SUCCESS IMAGERY. This type of imagery is done before an event. It is used to create a mindset of what success would look and feel like at the race. How many times have you been out on a long run and envisioned yourself hunting down and passing a competitor up the road? How many times have you been on the bike and envisioned yourself breaking away from a group? This is success imagery when it’s applied to the upcoming race. Everything on the day is going perfectly, in your mind’s eye, and you can envision the sights and sounds and how it will feel. If you play this in your mind over and over, you will eventually begin to believe it.


This type of imagery can help an athlete who struggles to keep a positive mind-set or who lacks the confidence to reach a new of level of positivity and self-belief. This new level of self can then lead to a more concrete optimism and conviction. Is there room for significant disappointment on race day if everything doesn’t go according to plan? Absolutely! But effectively using coping imagery (keep reading) can offset the negativity that creeps in when things don’t go according to plan.

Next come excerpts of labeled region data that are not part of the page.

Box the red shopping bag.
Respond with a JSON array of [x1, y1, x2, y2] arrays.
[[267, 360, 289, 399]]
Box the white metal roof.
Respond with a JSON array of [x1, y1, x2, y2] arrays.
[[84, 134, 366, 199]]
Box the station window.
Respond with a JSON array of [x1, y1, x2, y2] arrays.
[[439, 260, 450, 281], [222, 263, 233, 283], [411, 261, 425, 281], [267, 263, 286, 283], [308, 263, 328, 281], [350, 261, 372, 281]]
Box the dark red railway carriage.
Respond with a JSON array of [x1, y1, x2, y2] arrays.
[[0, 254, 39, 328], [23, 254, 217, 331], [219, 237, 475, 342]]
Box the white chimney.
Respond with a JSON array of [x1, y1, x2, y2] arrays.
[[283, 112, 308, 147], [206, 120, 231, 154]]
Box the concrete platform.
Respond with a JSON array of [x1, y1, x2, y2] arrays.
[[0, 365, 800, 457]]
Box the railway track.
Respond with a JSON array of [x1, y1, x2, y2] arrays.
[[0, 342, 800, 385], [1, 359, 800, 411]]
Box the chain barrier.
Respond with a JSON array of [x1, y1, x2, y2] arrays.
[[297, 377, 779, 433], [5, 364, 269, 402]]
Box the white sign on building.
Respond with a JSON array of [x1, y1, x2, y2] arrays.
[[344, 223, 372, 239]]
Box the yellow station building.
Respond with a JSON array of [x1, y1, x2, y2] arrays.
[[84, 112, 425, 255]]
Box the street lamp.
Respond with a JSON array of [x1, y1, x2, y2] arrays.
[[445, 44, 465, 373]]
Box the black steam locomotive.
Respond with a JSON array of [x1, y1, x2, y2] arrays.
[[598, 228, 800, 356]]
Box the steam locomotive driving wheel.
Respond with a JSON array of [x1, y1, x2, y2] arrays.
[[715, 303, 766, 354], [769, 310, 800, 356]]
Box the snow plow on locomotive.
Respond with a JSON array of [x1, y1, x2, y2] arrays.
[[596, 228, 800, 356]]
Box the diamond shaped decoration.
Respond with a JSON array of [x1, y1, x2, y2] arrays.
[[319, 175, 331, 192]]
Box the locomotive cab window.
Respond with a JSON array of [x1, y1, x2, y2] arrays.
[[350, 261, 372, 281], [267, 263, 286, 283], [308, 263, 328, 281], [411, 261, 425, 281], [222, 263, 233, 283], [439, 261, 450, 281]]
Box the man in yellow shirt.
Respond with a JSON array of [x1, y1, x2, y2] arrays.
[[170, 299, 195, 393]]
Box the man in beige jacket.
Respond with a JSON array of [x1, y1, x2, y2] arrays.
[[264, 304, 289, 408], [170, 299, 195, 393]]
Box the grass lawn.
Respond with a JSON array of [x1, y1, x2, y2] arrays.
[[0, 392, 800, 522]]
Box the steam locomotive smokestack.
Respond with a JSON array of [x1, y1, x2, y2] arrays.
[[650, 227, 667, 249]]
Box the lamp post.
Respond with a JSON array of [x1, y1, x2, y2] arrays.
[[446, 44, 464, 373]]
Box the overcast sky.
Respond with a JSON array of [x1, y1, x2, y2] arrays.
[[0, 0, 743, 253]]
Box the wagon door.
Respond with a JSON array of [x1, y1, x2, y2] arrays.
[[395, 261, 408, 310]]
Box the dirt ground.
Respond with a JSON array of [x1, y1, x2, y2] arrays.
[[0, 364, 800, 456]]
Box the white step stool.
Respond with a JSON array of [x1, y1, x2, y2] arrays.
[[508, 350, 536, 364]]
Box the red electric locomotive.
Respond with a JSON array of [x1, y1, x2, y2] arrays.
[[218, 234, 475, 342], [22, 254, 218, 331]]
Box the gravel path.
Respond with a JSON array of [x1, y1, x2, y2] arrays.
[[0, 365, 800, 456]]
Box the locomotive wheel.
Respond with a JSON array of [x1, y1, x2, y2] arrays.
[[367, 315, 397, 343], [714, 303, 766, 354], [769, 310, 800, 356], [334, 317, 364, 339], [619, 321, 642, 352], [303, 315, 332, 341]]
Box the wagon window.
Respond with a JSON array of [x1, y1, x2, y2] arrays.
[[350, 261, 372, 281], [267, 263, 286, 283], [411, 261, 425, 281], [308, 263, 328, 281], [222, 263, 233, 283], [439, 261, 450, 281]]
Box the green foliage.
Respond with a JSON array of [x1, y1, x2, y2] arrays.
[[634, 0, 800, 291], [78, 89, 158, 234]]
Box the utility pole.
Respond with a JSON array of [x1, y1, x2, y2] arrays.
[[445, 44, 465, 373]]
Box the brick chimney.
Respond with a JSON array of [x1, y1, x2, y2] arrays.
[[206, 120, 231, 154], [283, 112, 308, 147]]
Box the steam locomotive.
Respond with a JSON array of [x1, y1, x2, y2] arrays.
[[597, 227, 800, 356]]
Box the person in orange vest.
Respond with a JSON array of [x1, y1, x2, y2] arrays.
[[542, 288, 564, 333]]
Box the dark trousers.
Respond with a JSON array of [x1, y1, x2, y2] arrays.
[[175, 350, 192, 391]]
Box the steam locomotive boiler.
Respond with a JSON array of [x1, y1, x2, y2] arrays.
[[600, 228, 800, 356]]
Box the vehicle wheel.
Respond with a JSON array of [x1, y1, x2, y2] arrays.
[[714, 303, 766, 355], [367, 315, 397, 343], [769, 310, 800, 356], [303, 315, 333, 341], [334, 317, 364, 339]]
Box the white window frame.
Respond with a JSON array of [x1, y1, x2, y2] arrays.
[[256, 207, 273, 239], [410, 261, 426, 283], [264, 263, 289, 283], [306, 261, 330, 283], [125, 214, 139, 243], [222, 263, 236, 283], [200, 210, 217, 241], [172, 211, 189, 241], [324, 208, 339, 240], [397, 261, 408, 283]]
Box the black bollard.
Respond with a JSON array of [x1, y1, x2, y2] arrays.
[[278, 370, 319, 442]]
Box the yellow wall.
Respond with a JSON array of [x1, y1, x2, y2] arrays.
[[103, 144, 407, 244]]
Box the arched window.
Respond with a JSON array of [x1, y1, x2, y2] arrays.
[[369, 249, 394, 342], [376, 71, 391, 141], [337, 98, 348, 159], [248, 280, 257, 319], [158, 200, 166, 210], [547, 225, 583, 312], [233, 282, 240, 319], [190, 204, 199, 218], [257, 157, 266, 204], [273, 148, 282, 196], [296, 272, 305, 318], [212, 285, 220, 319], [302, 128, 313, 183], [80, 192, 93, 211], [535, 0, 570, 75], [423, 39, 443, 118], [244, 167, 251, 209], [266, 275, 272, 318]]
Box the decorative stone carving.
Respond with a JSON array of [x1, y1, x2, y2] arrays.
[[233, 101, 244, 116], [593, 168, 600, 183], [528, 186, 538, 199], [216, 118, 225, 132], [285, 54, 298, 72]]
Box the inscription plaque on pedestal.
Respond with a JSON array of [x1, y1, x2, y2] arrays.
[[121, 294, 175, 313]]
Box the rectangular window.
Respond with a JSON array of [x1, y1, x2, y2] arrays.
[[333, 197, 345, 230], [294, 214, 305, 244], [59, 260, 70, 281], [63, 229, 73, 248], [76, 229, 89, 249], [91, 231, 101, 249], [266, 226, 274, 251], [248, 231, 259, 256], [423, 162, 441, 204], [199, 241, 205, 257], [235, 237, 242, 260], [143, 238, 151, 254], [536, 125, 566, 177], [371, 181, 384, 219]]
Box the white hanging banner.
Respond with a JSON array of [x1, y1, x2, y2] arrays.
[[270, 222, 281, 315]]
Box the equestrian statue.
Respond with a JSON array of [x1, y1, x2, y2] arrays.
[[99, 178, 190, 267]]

COPING IMAGERY. Arguably the most important form of imagery, coping imagery trains athletes to run their mind through any number of scenarios where they are forced to overcome obstacles. Athletes always hope negative things won’t happen, but inevitably, something almost always goes wrong. There are no perfect races. The athlete who has run through coping imagery will have practiced running the worst-case scenarios through their mind, developed a tool to fix it, practiced using the tool and will be ready to move on and stay focused.

A classic example is stress and anxiety at the swim start. Most athletes will hope they won’t panic once the cannon sounds. But if panic is a possibility, then there is no more likely time for it to happen than at the beginning of a 140.6-mile endeavor. There’s a tremendous amount of adrenaline already coursing through the body at that moment. Rather than simply hoping that panic will not set in, why not assume that it is going to happen and then run through a series of already developed cue words or phrases to help to alleviate this stress? The athlete and coach can write down these cue words long before race day, as they foresee this possibility and work to mitigate it. Maybe these words are combined with a physical plan of deep breathing while lying on your back. The mental fitness issue of anxiety may still exist, but you are managing it so that its effect on your performance is minimized, if not completely eliminated.

One of the most important aspects of coping imagery is an exhaustive self-assessment to identify what can block access to your earned level of fitness. Think of everything and prepare for it. I like to prepare my athletes to have a toolbox on race day with a tool to deal with every situation they may encounter. This takes time and experience. None of us can predict all of the possible things that could go wrong. But we can reflect upon our past experiences, listen to the experiences of others, and remain more aware of our present and future experiences to compile a pretty comprehensive list. Once we know and understand what we’re dealing with, developing coping mechanisms is the easy part.

You know how much time and effort it takes to develop physical fitness; isn’t it very likely that develop outstanding mental fitness should demand a commensurate amount of work? But who among us really pays it that much mind? The answer is very few—so far. I expect that we will soon realize that our greatest untapped source of speed lies not in interval ladders, nor race-pace simulations, but in unlocking the potential of the mind to help us finish faster and go farther. Most triathletes are already doing a pretty good job maximizing their physical engines. The time they spend further honing these physical tools may be better spent on mental fitness.